KUALA LUMPUR: Malaysian palm oil futures rose to their highest close in almost three weekson Wednesday after rising for five straight sessions, supported by stronger soyoil prices.
The benchmark palm oil contract for January delivery on the Bursa Malaysia Derivatives Exchange gained 17 ringgit, or 0.4%, to 4,226 ringgit ($1,018.80) a metric ton at the close.
The contract rose in line with soybean oil but concerns about November demand and the strength of the ringgit capped the gains, said Paramalingam Supramaniam, director at Selangor-based brokerage Pelindung Bestari.
“Until more is known about the demand in November, which does not look good from initial figures, the upper side will remain capped,” Supramaniam said.

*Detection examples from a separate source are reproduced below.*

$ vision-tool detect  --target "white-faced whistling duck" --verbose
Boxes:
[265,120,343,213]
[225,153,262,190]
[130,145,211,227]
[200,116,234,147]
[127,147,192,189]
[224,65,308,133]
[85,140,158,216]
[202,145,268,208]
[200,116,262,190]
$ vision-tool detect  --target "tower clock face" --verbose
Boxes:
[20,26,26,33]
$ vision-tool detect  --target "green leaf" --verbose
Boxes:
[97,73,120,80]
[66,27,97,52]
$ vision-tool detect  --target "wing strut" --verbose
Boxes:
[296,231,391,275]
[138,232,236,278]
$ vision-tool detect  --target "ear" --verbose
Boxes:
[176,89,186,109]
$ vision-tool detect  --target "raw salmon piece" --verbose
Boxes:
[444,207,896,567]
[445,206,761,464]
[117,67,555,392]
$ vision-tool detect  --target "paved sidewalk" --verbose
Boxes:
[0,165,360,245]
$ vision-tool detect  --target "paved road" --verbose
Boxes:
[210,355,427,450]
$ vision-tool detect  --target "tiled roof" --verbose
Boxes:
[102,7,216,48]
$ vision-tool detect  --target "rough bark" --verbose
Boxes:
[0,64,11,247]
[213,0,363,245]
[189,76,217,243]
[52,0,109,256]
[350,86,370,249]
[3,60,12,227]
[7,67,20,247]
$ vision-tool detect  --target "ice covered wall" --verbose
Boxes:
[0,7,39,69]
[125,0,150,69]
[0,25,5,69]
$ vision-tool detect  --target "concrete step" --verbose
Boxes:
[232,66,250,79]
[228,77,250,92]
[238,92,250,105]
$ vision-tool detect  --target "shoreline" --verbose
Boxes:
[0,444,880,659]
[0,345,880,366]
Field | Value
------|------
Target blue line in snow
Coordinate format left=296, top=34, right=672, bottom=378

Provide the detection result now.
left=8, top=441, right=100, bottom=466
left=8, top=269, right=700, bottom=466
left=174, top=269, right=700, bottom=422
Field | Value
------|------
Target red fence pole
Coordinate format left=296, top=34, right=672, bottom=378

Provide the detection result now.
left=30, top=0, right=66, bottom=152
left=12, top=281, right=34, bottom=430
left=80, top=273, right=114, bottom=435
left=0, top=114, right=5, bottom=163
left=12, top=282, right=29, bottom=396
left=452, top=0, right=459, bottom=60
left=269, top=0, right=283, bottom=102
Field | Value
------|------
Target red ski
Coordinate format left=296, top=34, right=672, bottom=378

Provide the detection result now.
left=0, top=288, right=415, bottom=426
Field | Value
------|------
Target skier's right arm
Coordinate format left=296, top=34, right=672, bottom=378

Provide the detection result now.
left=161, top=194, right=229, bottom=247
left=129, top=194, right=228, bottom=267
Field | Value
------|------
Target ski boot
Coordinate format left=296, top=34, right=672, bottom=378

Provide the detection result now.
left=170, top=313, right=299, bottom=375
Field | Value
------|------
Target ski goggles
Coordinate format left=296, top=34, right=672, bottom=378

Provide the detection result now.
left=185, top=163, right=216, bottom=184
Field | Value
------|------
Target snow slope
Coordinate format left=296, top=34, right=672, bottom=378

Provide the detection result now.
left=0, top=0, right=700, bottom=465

Dalian’s most-active soyoil contract rose 0.6%, while its palm oil contract added 1.89%. Soyoil prices on the Chicago Board of Trade were up 0.08%.
Palm oil tracks price movements of rival edible oils, as it competes for a share of the global vegetable oils market.
The ringgit palm’s currency of trade, strengthened 0.29% against the dollar, making the commodity slightly more expensive for buyers holding foreign currencies.
Oil prices fell slightly as an industry report showed higher crude inventories in the U.S., reinforcing concerns about oversupply, though price declines were limited by a tighter fuel market because of attacks against Russian oil infrastructure.
Weaker crude oil futures make palm a less attractive option for biodiesel feedstock.
European Union soybean imports for the 2025/26 season, which began in July, reached 4.40 million metric tons by November 16, down 16% from the same period a year earlier, while palm oil imports fell 18% to 1.08 million tons, data published by the European Commission showed.